Last month, while I was in the States, I rummaged through some of my many boxes that are stacked in my mom’s garage.  I came upon some interesting things—old yearbooks (scary, those are), stuff from my early days in China (way back in the 80’s), and a box full of all the letters that I sent to my parents in those early days.  Yes, they really kept them all.  It was easier to do back in the day when letters were actually written on paper.  Once the electronic era hit, saving them became more problematic.  I think I filed away my emails somewhere on a floppy disc, but a lot of good that will do me now!  Anyway, as you can imagine, I had some good chuckles looking at the junk from that time and reading the old letters, being reminded of adventures I’d long forgotten about.  Be warned:  I’m going to revive some of those old stories here on this blog in the coming weeks.  It can be sort of a ‘Back in the Day’ series of posts, of which this will be the first.

First the photo…

…then the story…..

The year was 1984, and we were 6 very green, very young, and very clueless teachers getting ready to spend our first Christmas in the People’s Republic of China.  Unlike today, Christmas was unheard-of in China at the time, and still considered a bourgeois capitalist ritual, so we were very unsure of how our school officials might acknowledge and help us celebrate our most important holiday.

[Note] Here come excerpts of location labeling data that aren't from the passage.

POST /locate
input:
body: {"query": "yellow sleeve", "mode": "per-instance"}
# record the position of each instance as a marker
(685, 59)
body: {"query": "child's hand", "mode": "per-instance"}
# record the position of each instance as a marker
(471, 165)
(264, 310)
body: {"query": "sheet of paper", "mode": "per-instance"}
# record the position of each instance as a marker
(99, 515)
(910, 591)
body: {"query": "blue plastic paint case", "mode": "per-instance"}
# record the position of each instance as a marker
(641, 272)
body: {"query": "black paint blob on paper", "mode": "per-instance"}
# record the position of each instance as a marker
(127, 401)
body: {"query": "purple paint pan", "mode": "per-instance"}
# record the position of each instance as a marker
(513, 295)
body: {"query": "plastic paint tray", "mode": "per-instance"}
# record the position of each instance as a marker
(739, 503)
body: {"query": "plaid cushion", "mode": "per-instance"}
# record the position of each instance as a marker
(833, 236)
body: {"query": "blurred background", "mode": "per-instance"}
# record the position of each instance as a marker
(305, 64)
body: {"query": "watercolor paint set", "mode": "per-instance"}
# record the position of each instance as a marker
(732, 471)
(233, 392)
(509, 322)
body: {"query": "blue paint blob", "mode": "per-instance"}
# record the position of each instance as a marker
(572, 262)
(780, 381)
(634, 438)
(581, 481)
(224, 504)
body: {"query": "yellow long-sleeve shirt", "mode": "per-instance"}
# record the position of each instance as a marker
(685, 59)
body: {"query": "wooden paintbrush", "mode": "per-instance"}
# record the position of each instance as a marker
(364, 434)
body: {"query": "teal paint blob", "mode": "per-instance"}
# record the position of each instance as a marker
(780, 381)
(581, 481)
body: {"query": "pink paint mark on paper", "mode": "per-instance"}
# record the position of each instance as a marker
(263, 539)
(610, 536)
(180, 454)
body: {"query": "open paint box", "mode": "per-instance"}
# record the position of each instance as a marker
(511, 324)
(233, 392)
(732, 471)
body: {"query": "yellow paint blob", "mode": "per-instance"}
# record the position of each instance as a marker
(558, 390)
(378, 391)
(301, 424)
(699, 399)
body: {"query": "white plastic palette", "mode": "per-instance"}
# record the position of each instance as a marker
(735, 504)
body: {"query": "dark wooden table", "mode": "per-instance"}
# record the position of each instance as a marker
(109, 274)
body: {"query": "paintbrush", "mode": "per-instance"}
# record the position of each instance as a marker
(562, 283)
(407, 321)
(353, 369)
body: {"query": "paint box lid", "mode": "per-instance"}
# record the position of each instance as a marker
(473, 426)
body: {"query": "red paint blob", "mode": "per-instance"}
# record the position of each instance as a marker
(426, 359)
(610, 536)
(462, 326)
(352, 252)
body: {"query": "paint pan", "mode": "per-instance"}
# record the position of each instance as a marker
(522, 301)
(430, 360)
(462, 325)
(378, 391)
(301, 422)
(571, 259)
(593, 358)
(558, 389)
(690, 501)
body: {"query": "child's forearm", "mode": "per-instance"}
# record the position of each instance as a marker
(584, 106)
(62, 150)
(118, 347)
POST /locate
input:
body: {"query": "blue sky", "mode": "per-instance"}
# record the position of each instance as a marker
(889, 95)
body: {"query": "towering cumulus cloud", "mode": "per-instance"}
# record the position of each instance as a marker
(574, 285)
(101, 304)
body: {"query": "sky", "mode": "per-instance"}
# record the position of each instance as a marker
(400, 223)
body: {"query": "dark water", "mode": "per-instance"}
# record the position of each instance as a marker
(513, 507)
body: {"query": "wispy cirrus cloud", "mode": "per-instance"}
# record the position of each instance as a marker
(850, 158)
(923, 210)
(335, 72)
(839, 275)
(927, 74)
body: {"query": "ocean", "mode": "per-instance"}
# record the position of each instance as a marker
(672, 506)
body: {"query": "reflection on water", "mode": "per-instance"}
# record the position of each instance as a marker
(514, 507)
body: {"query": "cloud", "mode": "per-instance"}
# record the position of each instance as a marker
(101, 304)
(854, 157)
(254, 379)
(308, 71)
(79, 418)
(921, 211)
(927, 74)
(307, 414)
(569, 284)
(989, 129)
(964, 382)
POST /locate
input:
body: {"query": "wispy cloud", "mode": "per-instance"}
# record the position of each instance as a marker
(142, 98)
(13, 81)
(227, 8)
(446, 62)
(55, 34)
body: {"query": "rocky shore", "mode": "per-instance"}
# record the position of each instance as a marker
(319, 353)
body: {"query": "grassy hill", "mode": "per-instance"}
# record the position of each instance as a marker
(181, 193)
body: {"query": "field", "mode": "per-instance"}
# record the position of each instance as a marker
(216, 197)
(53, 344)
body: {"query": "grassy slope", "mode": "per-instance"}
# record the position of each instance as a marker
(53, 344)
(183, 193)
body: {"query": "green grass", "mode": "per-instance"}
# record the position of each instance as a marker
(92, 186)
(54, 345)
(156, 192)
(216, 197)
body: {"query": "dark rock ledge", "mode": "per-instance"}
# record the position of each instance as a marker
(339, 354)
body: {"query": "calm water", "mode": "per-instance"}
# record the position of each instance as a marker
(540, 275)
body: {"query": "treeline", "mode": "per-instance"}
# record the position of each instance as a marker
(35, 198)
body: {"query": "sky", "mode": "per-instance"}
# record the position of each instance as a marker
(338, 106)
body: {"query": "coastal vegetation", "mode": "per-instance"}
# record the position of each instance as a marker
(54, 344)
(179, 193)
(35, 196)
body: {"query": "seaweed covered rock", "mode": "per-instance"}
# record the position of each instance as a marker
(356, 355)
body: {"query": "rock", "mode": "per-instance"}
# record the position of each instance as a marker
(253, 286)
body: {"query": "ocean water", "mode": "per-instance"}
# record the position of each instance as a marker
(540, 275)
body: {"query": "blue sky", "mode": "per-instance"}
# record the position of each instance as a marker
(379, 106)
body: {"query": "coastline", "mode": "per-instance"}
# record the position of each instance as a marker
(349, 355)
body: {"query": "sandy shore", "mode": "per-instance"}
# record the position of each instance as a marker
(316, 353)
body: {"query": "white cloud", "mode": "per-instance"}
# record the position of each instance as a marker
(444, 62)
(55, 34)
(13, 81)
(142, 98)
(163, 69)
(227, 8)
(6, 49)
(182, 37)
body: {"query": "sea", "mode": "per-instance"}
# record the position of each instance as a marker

The first thing they did was help us get a “tree.”  Actually, it was just a tall plant (in a pot) upon which we hung a few cut-out snowflakes. A nice gesture, really.  A few days before Christmas we were informed that the college president would host a Christmas party for the 6 foreign teachers.  We had no idea what to expect.  We had in our possession gifts to give the president and other officials, although to this day I can’t remember what they were.  At the appointed hour, we were ushered into the conference room of the administration building, and welcomed by the president and other various college officials.  The table was arrayed with the ubiquitous items of the day:  teacups, sunflower seeds, pumpkin seeds, fruit, and candy (hey, some things don’t change do they?).  The officials said some nice words to us about wishing that we would have a happy Christmas in their country.  We said nice words in appreciation to them for helping us celebrate.  Then came the gift exchange.  The 2 men on the team were given a little box of fuzzy chicks made out of pipe cleaner.   All different colors.  The 4 women on the team were given these nightlights.  Seriously.  We stared at our gifts dumbfoundedly, lost in a swarming mass of cultural confusion.  Were these serious gifts?  How could that be? Or were these gag gifts—the officials pretending they were serious just so they could see the confused looks on the foreigners faces?  You know, to this day I have never been able to answer that question to my satisfaction.

What I do know is that I never dared to actually use the night light.  The thought of waking up in the middle of the night and getting a glimpes of that was just too scary.